Güneri Cıvaoğlu

Güneri Cıvaoğlu

ngunericivaoglu@gmail.com

Tüm Yazıları
Haberin Devamı

Sadece Türkiye’nin değil Avrupa’nın da sorunu “yabancılar...” Türkiye’de olumsuzluk yükselişe geçiyor ama Avrupa’da bu süreç çoktan yaşanmakta.

Popülist, yabancı düşmanı partilerin oyları yükselirken, merkez partiler oy kanaması geçiriyor.

İkinci Dünya Savaşı sonrasında Hitler’in sağcı ve insan haklarını “soykırıma” varacak kadar vahim ihlallerine tepki dalgaları kabarmıştı.

Bu nedenle “sosyal adalet, insan hakları, sosyal devlet, laisizm/sekülarizm” değerlerini savunan “sosyal demokrat partiler” uzun sürelerle iktidar oldular.

Ama...

Özellikle, üçüncü dünya ülkelerinden göçler son yıllarda bu duyarlığı aşındırdı.
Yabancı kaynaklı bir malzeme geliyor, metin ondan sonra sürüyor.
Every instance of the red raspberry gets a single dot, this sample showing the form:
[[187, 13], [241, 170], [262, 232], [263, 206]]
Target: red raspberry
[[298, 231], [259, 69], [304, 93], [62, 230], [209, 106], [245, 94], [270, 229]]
Yerli nüfus işlerini göçmenlere kaptırmanın ve ekonomik olarak güven kaybının faturasını yabancılara çıkartmaya başladı.

Buna göçmenlerden çok küçük de olsa bir kesimin terör ve şiddet üretmeleriyle oluşan olumsuz psikoloji de eklendi.

“Tereddütler” zamanla “yabancı düşmanlığına” evrilirken, sağ partiler geometrik diziyle oy artırma sürecine girdi.

Liderler de bu zihniyetin ürünü oldular.

Tipik örnek “Göçmenlere karşı güney sınırımız boyunca Meksika’yla aramıza duvar öreceğim” diyen Trump’ın Başkan olmasıdır.

Fransa’da sağcı lider Le Pen’in sıçrayışı da öyle...

İngiltere’de Brexit oylaması da “AB’de kalırsak Türkler serbest dolaşımla gelecekler” söyleminin yoğun kullanımıyla “HAYIR” sonucuna ulaşmıştı.

....................

Göçmen dalgalarının bir diğer etkisi de “küreselleşme” sürecine vurduğu darbedir.

Başta ABD olmak üzere Batı ülkeleri kendi içlerine kapanan bir tür “korumacılık” dönemine geçmekte.

Trump’ın “Önce Amerika” söylemi bu akımın simgesidir.

Çin’e karşı ABD’nin getirdiği vergiler... Hatta AB’ye de buna benzer uygulamaları ister istemez diğer Batı ülkelerini de etkilemekte.

İngiltere’nin AB’den ayrılması da küreselleşmede büyük ve derin bir fay kırılması oldu. İngiltere yeniden “ada devleti” konseptine dönüş yapmış bulunuyor.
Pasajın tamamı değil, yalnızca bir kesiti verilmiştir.